A trustee is the “manager” of the trust property.  The trustee is given his marching orders by the written terms of the trust instrument. It is said, ‘The trust controls the trustee.’   A designated trustee in a mineral trust handles all decision making concerning multiple mineral interests or multiple beneficiaries as a single operating unit.  This can make for more efficient decision making and collection of royalty rights.

Fractionalized mineral interests (smaller multiple interests) can often be lost in the shuffle and sometimes forgotten by later generations of beneficiaries.   When a mineral trust is created, the earnings from royalties, leases and other income based payments, are held in perpetuity if an heir is lost, until that heir is located.  Unlike abandoned property, with privately created mineral trusts beneficiaries are able to collect on past proceeds when they claim ownership.

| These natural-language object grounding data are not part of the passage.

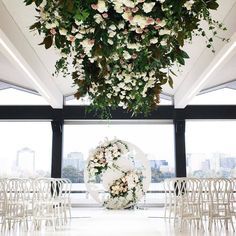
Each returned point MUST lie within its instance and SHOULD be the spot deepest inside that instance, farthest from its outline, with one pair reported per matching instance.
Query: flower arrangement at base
(115, 175)
(122, 51)
(103, 156)
(125, 191)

Mineral trusts keep the beneficiaries invested in the asset(s).  Without a mineral trust, ownership sometimes becomes unmanageably fractionalized.  In a large family situation, or when the ownership transfers to third and fourth generation, an individual ownership percentage may be small. The cost of managing minerals can also increase when each individual must be consulted or when multiple small beneficiaries are receiving separate royalties based on their individual ownership.  However when a trustee is managing the unit as a whole, the cost of managing is less expensive and the individuals usually have a better ability to monitor the trust asset.

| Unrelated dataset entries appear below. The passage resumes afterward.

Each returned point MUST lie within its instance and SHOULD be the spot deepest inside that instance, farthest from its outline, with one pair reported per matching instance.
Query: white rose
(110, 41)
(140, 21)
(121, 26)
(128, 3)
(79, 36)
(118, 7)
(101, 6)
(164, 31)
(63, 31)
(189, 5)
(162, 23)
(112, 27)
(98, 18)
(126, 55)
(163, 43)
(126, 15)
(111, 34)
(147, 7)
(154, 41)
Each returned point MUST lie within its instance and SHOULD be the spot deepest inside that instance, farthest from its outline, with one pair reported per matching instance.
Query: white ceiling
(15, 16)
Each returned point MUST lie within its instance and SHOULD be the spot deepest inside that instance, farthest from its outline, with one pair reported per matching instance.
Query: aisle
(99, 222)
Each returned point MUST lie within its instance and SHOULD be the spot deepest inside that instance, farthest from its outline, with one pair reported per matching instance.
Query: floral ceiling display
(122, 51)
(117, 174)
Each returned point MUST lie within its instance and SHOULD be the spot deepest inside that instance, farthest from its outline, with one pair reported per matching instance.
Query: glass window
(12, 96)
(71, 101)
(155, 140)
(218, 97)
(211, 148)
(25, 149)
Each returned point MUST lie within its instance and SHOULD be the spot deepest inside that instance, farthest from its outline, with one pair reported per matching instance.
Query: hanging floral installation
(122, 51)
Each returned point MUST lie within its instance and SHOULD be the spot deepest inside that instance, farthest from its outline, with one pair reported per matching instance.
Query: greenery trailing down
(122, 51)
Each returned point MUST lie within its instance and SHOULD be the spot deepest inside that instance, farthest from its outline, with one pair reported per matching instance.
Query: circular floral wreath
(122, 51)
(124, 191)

Reconstructing and consolidating several divided mineral interests is an onerous process.  This may be avoided by creating a mineral trust early on.  It is also intended beneficiaries by proper drafting of the ownership terms in a mineral trust.  Creating sound asset management to eliminate disagreement or confusion among owners and beneficiaries, a mineral trust agreement enables the trust maker to detail explicit rules.  All beneficiaries are placed on notice of the trust terms which will designate how the trustee will manage the assets and income derived from royalties or income.  Unlike a will, a trust does not have to be filed publicly. Using this type of trust allows individuals to maintain privacy.